Neural, which recently moved into a new West L.A. office, already received $2 million in seed funding led by biotech entrepreneur-turned-angel investor Yuri Pikover.

However, the company will need a lot more money to scale to the level where the business can be positioned for a sale, which is Petrossian’s long-term goal. Raising that Series A round is where Petrossian believes the UCLA fund will be most helpful. He plans to use the UCLA fund’s expansive network outside the city to open doors to some of those larger venture capital investors in the Silicon Valley and beyond.

While other universities play the venture capital game, UCLA runs the only fund that allows members to contribute illiquid stock instead of cash. Stanford University has had its own on-campus accelerator, StartX, since 2009 and last September the university announced it was forming its first dedicated fund that would invest directly in Stanford-affiliated startups.

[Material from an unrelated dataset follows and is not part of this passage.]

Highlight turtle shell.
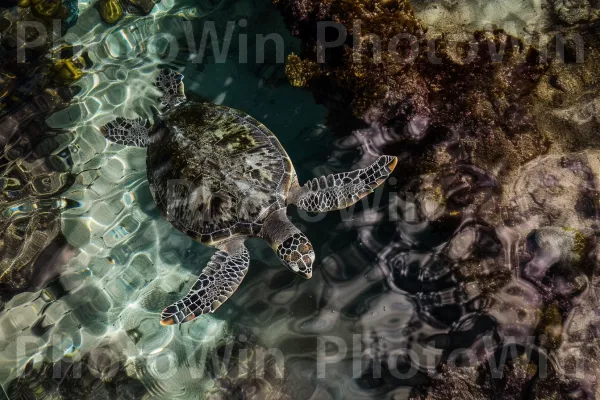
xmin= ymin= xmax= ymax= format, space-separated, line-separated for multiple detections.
xmin=147 ymin=102 xmax=294 ymax=245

Individual Stanford professors have invested in student startups for a long time, making a handful of them very rich.

The University of Utah sponsors the University Venture Fund, a student-managed fund that invests alongside big name VCs such as Menlo Park’s Draper Fisher Jurvetson. It has more than $18 million under management.

The UCLA fund’s distinctive membership structure has shaped its culture to be more of an incubator or club than a mostly financial sponsor like the Stanford and Utah funds.

Howse sees the fund continuing to evolve as a place where aspiring founders can bounce ideas off of grizzled Bruins who have already made it.

“If I’m a budding entrepreneur and I want to get good advice, who do I tap into?” Howse asked. “We want to provide that.”